As suggested by the user kwaio, the default (or a common) TTL value to use when generating ICMP echo-request and echo-reply packets is 64.
In my case, the first routers along my selected path responded with an echo-reply message with TTL=255 (at the source), while the last ones with TTL=64.
It appears instead that ICMP time-exceeded messages were created in all cases with a TTL of 255.
After some digging, I found out that different vendors and different OS's adopt different initial TTLs for different protocols: binbert.com/blog/2009/12/default-time-to-live-ttl-values
An interesting implication of this is that you can take identify the manifacturer of a given router by letting a packet expire on it and by sending it a ping. More details here:
TTL-based Fingerprinting and MPLS and the full article: "Network Fingerprinting: TTL-Based Router Signatures".
Hi I'm late but in the event you're still curious...

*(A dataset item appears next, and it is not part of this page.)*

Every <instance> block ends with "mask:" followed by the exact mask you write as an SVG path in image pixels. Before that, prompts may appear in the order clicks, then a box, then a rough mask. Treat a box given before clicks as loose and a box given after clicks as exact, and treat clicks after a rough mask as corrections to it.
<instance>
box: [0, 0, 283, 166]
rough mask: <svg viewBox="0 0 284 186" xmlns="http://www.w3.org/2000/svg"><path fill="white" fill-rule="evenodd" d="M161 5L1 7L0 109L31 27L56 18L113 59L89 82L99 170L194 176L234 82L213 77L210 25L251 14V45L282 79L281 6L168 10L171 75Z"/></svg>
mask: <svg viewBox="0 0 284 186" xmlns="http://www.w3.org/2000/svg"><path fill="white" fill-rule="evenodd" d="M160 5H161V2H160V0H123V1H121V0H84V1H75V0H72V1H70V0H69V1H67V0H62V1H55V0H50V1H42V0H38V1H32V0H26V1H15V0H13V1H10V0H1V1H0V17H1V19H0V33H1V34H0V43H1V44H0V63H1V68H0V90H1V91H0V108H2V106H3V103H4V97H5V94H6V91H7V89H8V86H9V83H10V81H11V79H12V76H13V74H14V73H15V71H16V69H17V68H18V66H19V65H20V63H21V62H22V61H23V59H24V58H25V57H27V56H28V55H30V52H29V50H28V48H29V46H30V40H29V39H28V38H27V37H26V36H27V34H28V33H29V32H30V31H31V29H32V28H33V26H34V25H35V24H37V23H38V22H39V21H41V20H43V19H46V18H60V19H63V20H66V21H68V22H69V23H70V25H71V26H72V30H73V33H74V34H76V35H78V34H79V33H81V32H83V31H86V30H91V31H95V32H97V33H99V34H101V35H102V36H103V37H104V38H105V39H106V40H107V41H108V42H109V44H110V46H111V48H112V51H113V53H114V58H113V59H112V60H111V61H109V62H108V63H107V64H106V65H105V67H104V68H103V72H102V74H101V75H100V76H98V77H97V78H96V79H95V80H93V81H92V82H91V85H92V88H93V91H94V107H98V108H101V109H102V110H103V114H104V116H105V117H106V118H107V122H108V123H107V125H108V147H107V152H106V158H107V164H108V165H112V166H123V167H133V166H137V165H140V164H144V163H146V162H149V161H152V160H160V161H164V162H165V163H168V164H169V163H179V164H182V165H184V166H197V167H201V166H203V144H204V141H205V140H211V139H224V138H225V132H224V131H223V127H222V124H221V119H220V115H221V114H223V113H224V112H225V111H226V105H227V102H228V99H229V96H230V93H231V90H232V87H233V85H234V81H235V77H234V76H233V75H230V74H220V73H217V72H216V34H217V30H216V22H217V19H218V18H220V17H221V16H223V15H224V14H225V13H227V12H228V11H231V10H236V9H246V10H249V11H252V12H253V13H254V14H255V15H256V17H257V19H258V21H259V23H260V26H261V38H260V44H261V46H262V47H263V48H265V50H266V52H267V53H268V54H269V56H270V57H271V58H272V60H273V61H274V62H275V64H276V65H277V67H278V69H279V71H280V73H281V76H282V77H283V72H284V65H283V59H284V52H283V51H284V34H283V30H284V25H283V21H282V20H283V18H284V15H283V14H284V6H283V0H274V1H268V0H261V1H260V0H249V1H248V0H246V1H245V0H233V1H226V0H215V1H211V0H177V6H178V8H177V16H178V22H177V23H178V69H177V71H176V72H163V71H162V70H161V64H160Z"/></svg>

The quote from R Steenbergen's NANOG slide is correct. The behaviour is defined in Section 4.3.2.4 of RFC1812, which states:
the IP source address in an ICMP message originated by the router MUST
be one of the IP addresses associated with the physical interface over
which the ICMP message is transmitted
Depending on one's Traceroute implementation, the response to a trace may be an ICMP Destination Unreachable (i.e. Unix-implemented traceroute) or an ICMP Time Exceeded (Windows-initiated traceroute). I believe this is covered in Steenbergen's presentation. Since neither of these sections make any provision for specifying source address of the ICMP response, we assume that Section 4.3.2.4 holds for these specific response types.

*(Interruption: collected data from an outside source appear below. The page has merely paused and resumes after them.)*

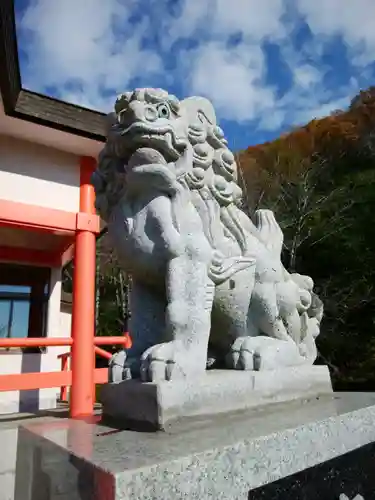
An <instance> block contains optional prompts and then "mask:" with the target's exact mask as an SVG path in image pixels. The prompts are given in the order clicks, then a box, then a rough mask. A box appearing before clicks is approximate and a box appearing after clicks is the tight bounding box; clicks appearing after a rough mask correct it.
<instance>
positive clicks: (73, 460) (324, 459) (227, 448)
mask: <svg viewBox="0 0 375 500" xmlns="http://www.w3.org/2000/svg"><path fill="white" fill-rule="evenodd" d="M374 424H375V394H339V395H325V396H321V397H319V398H312V399H310V400H299V401H289V402H287V403H280V404H274V405H271V406H269V407H267V406H266V407H263V408H260V409H258V410H256V411H255V410H246V411H242V412H237V413H232V414H222V415H219V416H216V417H214V418H206V419H204V418H203V419H202V418H198V419H193V420H191V419H190V420H186V421H184V422H183V423H181V425H179V426H178V428H177V427H176V428H172V429H171V430H169V431H167V432H157V433H155V432H151V433H147V432H142V433H139V432H134V431H118V430H116V429H113V428H110V427H107V426H105V425H103V424H101V423H90V422H82V421H71V420H63V419H61V421H60V422H57V423H56V422H53V423H52V424H46V425H38V426H32V425H30V426H28V427H26V428H21V429H20V435H19V440H18V457H17V469H16V494H15V500H89V499H90V500H125V499H126V500H141V499H142V500H198V499H199V500H208V499H210V500H212V499H215V500H246V499H251V500H285V499H287V498H293V500H318V499H319V500H339V499H340V498H346V497H347V498H349V500H353V497H355V496H356V495H360V496H359V497H358V498H357V500H359V499H361V497H363V499H364V500H373V499H375V475H374V474H373V470H374V467H375V425H374ZM341 495H343V496H341ZM344 495H346V497H345V496H344ZM361 500H362V499H361Z"/></svg>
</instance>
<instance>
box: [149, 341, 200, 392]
mask: <svg viewBox="0 0 375 500" xmlns="http://www.w3.org/2000/svg"><path fill="white" fill-rule="evenodd" d="M201 352H202V349H200V346H197V348H196V349H194V347H191V346H189V347H188V348H187V347H186V346H185V345H184V343H182V342H177V341H171V342H165V343H163V344H157V345H154V346H152V347H150V348H149V349H147V350H146V351H145V352H144V353H143V354H142V357H141V367H140V376H141V380H142V381H143V382H161V381H163V380H176V379H181V378H185V377H189V378H191V377H193V376H195V375H197V374H198V373H200V372H201V371H202V369H201V368H202V366H201V365H202V363H200V358H201V357H202V356H201ZM203 353H204V358H202V359H203V371H204V369H205V367H206V353H205V352H204V351H203Z"/></svg>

Picture this scenario and assume the following:
- Assume all links between circles (routers) are equal-cost layer-3 links (in
particular, that the link between R1 and R2 is not a
LAG/EtherChannel/etc)
- Routing within example network is such that packets go from Sender S to Receiver R over the lower path, and
return via the higher path, in the directions indicated
The Traceroute under modern day implementations would look like this:
traceroute to R
1 A 0.329 ms A 0.425 ms A 0.471 ms
2 C 0.349 ms C 0.435 ms C 0.473 ms
3 F 0.359 ms G 0.445 ms F 0.481 ms
4 R 0.369 ms R 0.455 ms R 0.491 ms
And the trace if routers were coded to the spec would look like this:
traceroute to R
1 B 0.329 ms B 0.425 ms B 0.471 ms
2 D 0.349 ms E 0.435 ms D 0.481 ms
3 H 0.369 ms H 0.445 ms H 0.491 ms
4 R 0.389 ms R 0.455 ms R 0.496 ms
So in a more colloquial sense, modern implementations tell us how we reached a particular host. The original specification would tell us how we left a router, but would not tell us how we got there.

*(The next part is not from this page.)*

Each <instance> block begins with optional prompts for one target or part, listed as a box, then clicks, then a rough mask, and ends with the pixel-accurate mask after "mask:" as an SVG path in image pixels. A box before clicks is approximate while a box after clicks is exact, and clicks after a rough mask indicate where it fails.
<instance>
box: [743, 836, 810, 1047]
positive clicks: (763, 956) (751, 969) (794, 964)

Note that we might think this would cause Ping to break, but the specification covers that case explicitly:
The IP source address in an ICMP Echo Reply MUST be the same as the
specific-destination address of the corresponding ICMP Echo Request
message.
In other words, for Ping, the ICMP Echo Reply source address shouldn't be an address associated with the egress interface as specified by Section 4.3.2.4, but should instead use a source address derived from the destination address of the original ICMP Echo Request.
Best Answer
We can't be sure, it can change.
Each packet can have a different path, there is no guarantee here, it is a tool to help debugging, and not always a perfect truth.
A packet can also take one path there, but a completely different path back.
So what traceroute does tell you is at which router the packet "failed" with each step of increased TTL. To try and verify you run the trace multiple times (some implementations might already do this for you)
There could also be specific rules in place, which makes different types of packets take different paths. For example a trace might work perfectly fine, while TCP and/or UDP ports are blocked somewhere.